Friday, September 21, 2007

[Japanese Film Festival] The Strange Tale of Oyuki (墨東綺譚 / Bokuto Kidan)

Raunchy


The Strange Tale of Oyuki is probably the raunchiest movie to date in this edition of the Japanese Film Festival. While the earlier Imamura movies shown do have sexual scenes, this one takes the cake in its eroticism, treading so close to being soft-porn like in the style of Hong Kong Category III movies. But hey, I'm not complaining!

Based on a novel by Kafu Nagai, this movie uses a short story of the same name, and at the same time infused it with real diary entries of Kafu's as well, making it seem like an amalgamation of his life and that pre-war story. Some however, have claimed that it's solely based on the novel, and the director Kaneto Shindo had changed the protagonist to the author himself.
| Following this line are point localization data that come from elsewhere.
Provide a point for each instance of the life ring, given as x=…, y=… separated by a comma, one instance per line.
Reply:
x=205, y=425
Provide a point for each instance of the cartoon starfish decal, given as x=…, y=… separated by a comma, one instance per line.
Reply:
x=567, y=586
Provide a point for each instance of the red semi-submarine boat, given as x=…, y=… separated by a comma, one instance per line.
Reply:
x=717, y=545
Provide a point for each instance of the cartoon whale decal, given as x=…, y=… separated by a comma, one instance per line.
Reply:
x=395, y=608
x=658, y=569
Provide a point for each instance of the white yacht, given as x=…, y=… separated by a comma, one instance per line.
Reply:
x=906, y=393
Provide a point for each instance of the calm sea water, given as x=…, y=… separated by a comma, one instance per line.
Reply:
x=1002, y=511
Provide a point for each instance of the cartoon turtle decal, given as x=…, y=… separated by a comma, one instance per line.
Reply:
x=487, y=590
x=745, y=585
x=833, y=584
Whatever the case is, since I can't read Japanese, and until someone who has read the book in its original language and watched the film can advise, we shan't rack our brains about this aspect of it.
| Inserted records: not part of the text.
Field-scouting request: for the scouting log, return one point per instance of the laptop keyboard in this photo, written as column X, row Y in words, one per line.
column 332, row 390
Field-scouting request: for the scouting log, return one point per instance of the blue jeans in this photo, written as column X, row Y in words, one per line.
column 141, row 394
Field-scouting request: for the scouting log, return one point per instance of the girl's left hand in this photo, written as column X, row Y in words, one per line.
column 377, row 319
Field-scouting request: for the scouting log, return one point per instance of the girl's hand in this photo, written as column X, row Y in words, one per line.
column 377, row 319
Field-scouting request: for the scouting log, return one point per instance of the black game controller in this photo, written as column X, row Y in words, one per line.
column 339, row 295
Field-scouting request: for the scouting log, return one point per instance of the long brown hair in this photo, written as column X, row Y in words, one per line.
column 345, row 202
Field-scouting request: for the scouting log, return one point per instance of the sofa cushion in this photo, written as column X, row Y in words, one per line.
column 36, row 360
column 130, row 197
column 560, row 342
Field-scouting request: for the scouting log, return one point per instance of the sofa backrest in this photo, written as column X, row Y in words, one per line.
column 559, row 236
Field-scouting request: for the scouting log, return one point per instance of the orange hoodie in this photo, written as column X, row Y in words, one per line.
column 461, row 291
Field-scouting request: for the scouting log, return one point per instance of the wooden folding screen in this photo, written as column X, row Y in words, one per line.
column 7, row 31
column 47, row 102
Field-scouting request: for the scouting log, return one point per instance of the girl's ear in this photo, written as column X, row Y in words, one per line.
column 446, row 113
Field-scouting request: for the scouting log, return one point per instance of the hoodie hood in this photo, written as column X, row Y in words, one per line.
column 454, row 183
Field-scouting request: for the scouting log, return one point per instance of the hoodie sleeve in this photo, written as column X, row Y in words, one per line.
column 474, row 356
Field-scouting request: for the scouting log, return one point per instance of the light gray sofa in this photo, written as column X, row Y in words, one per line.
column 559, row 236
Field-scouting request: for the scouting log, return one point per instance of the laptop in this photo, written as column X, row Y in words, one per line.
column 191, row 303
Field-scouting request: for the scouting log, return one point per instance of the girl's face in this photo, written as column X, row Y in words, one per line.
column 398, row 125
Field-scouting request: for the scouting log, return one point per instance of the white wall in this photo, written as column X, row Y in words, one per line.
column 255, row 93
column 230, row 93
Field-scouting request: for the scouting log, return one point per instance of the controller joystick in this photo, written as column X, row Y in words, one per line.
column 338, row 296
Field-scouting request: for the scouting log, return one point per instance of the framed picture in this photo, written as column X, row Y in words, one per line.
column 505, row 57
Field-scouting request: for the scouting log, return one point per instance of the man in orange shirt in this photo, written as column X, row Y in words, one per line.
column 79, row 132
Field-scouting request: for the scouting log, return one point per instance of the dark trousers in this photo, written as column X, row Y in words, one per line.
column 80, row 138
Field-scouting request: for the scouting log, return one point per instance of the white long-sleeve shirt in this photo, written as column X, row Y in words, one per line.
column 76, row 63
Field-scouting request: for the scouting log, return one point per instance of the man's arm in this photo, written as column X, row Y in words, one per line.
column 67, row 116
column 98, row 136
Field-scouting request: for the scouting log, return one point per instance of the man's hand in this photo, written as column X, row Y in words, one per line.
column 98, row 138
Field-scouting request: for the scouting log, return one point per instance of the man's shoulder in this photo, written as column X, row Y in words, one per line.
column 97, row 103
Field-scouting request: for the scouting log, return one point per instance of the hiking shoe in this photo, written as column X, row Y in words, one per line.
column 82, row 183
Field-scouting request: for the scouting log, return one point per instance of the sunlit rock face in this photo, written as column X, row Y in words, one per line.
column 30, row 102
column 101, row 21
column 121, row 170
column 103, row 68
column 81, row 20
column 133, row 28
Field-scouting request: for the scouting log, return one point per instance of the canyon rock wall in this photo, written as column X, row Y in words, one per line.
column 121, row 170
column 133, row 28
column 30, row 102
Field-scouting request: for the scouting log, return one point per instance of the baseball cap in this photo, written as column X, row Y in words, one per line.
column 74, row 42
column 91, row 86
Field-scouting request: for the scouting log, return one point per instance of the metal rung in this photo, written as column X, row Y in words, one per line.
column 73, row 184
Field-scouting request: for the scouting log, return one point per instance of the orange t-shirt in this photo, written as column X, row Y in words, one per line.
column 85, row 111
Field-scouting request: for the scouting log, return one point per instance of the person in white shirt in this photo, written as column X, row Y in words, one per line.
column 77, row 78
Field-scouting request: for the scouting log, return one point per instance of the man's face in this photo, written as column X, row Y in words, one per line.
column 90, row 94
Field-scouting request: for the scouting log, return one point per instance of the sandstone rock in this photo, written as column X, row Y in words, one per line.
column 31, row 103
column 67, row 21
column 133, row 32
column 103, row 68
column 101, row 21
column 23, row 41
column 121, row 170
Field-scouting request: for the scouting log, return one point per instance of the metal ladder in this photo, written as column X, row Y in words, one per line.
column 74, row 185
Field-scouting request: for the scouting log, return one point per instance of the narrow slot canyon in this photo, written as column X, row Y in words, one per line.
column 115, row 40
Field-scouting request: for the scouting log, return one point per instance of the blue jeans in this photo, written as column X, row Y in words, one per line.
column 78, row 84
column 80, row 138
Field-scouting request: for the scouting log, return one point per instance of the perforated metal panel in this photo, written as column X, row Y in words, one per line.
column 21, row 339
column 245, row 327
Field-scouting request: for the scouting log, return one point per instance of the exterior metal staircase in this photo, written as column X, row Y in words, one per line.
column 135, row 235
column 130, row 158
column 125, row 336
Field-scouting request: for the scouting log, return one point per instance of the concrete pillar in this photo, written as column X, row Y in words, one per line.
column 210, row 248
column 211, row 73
The story follows the middle aged author, Kafu Nagai (Masahiko Tsugawa), in his gallivanting ways from the 1920s to post war Japan. It actually took the first 30 minutes or so to establish the fact that his literary works, which consist mainly of yellow literature, is not welcomed by fellow peers. Moreover, he has the propensity to wine and dine women, becoming a Don Juan of sorts, with a notorious reputation after establishing a series of conquests in Europe and North America. The beginning actually painted him as a lonely man as well, unable to hold down a regular relationship, opting instead for fleeting ones with geishas and waitresses.
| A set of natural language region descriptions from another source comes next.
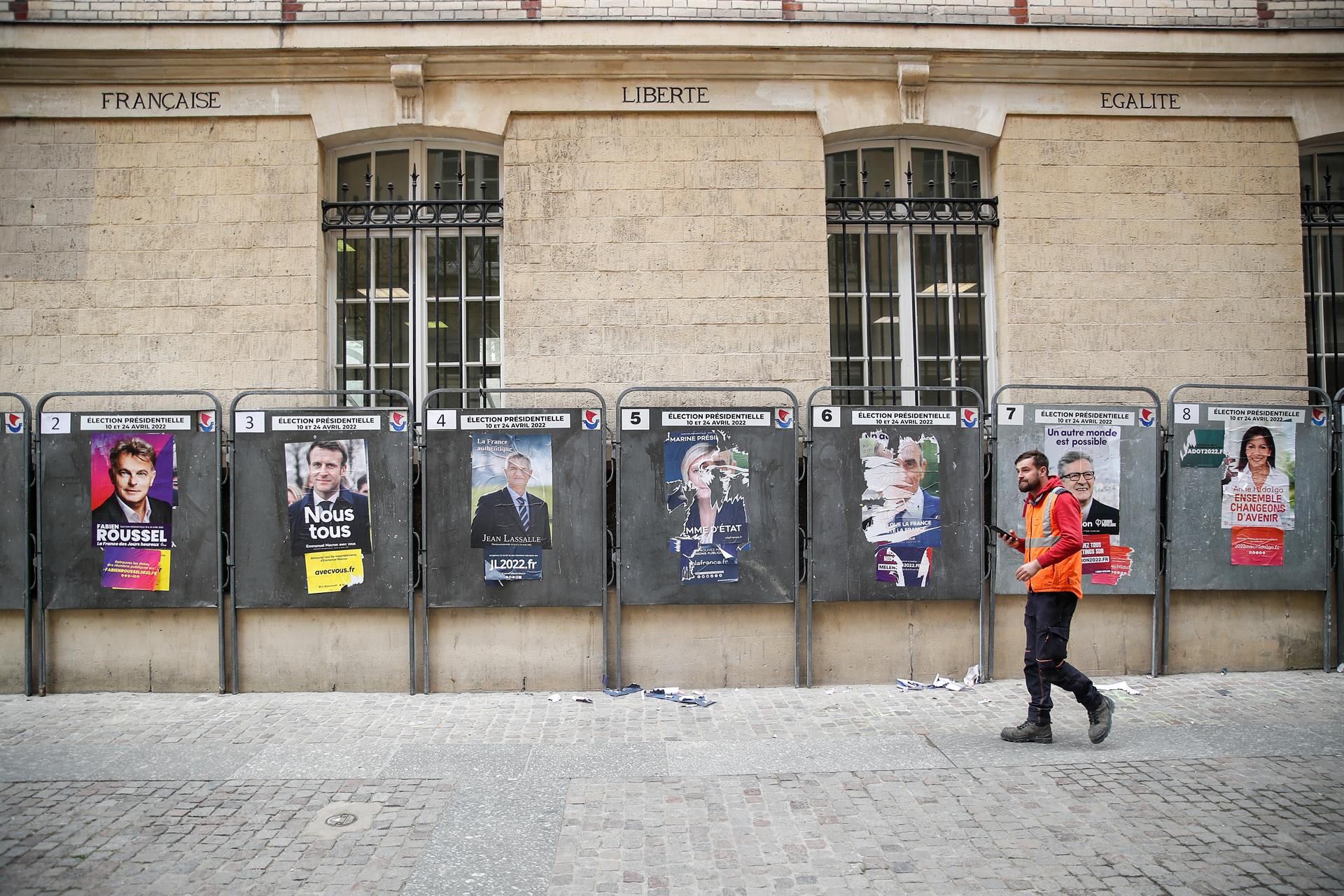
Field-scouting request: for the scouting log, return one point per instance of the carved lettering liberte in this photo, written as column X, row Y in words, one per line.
column 160, row 101
column 666, row 96
column 1155, row 101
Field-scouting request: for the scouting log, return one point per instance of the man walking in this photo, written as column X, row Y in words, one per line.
column 1054, row 577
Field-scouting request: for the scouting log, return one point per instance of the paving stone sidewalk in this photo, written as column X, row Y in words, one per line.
column 1209, row 785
Things start to change when Fate brings him to Oyuki, a prostitute, one rainy night, and romance start to blossom between the two despite his concerns about their age gap - he's close to 60, while she's mid 20s. As they do the horizontal tango in between the sheets on a regular basis, she starts to really fall for him, while he, always on the apprehensive. It also brought to mind about How to Become Myself's issue on persona, as we see how Kafu engineers himself to be a pornographic photographer as a cover for his researching writer role.

But it's not just sex and skin all the way. The movie allowed some suggestion of the geisha tradition and their skills in the art, and I was rather surprised at the hard anti-war stance and criticism that the narrative had taken up, with its documentary reel like scenes of the Imperial Army, and how because of the war the common folk are made to suffer with the constant barrage of air strikes nearing the end of the war.

Masahiko Tsugawa provided some comedic relief in his acting, though I'm unsure if his wide-eyed eyeball look which seemed to draw more chuckles than anything else, and rubber faced expressions, were deliberate. As a man who decided early how to lead out his elderly life, I thought he had a somewhat stoic presence as an uncompromising man, and one who needed to get his rocks off. Yuki Sumida as the titular Oyuki, had actually won a number of awards for the role, and while her portrayal of the prostitute is sympathetic, I suppose she'll be best remembered for shedding her clothes instead.

Unpretentious and straightforward movie which runs almost like a bio-pic, I do not deny The Strange Tale of Oyuki as being entertaining, for the right reasons of course. Definitely an easy movie to sit through after an almost week long program of heavier material.